The balance of friendship is not in my favor, because when I try to talk about something in my own life, he conveniently picks up his cell phone and responds to a text or answers the cell phone. That immediately tells me just exactly how important I am to him: so unimportant that a random text message at that very moment is more important than whatever it is I might have to say.

Most of the time,, I choose not to say anything. But ultimately, my constantly giving in this "friendship" and not getting much in return ultimately bothers me. I politely try to piont it out when we are all together in a social situation; his other friends have also noticed and tried to point it out.

"Do you want my attention?" His voice is dry and almost sarcastic. That statement stood out to me, bothered me a little, because a part of it is true--but not for the reason he almost seemed to imply. Yes, when listening to him, he expects--wants--my attention. Is it not fair to expect the same thing in return from him?

The saddest part about it is that he has barely a clue as to what is going on in my life; I don't ever get the dance to even talk about it as I'm constantly interrupted by his problems or his cell phone. Are you starting to see a tred? Sometimes I wonder if it's always going to be about him. I don't even know if he considers me a friend or just someone who is a convenient sounding board for his problems and issues. Yes, in some ways it's about wanting his attention, but it's also about wanting my half of the friendship too.
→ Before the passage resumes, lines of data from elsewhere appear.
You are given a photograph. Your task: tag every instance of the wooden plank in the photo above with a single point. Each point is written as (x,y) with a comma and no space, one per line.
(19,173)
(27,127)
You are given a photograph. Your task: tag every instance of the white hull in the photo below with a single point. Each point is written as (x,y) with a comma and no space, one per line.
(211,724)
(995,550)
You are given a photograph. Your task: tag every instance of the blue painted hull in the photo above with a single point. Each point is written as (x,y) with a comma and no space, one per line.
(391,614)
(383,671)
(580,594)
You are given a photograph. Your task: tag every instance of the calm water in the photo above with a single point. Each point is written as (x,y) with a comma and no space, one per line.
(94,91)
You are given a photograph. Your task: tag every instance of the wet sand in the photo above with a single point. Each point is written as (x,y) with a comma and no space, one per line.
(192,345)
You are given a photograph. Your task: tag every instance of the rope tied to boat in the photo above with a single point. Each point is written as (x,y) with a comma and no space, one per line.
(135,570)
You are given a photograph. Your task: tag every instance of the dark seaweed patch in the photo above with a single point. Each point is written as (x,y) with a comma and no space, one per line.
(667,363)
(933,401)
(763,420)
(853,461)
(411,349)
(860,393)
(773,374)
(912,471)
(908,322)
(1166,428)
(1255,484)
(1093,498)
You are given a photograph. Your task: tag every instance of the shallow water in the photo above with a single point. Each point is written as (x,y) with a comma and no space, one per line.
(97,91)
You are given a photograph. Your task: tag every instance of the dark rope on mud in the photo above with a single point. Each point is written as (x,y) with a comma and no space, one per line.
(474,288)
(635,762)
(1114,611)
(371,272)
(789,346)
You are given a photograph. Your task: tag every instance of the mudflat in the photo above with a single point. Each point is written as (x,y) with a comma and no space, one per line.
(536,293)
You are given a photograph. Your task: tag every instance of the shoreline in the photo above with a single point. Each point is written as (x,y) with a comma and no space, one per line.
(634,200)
Friendship, like any relationship, is a two way street. It sometimes means taking, but it's also about giving. I don't mind listening to his problems and I'm happy to do it--but I think I deserve the same level of respect and attention that I am giving to him. I asked myself when was the last time he actually asked me (or even seemed to care) how I was really doing? Did he even give a thought to all the stuff I've been going through lately? He probably had no idea all the turmoil I had been going through... because he is so self-absorved. I realized he rarely takes the time to ask me or really listen. It's hard to tell someone anything about yourself, or get your half of the friendship, when you are constantly interrupted by the BING! of yet another text message.

To be fair, I too have been guilty of this offense. Until one day, one of my friends had the courage to point it out to me. She sat me down and told me how much it bothered her when I did that. I realized how selfish I had been and remembered that the whole point of my friendship with her was to enjoy each other, not always focus on myself. When I realized that, I put the cell phone down, left it down, and became a better friend in the process.

I end with this: we all have cell phones and we are all busy and important people. But in the end, is that text message or phone call more important than the friend you have sitting in front of you? If it is, then you don't deserve the friendship. The balance of friendship is more than just about you--it's like the scales of justice-meant to be balanced.

A friendship is about more than just getting someone to listen to you, having a good friend means a responsibility to be one too.

1 comment:

Unknown said...

I am sorry but just because you have a cell phone it is not a license to be rude. I don't answer texts when I am out with someone I invited, unless it is important. Besides I rather spend time talking not typing.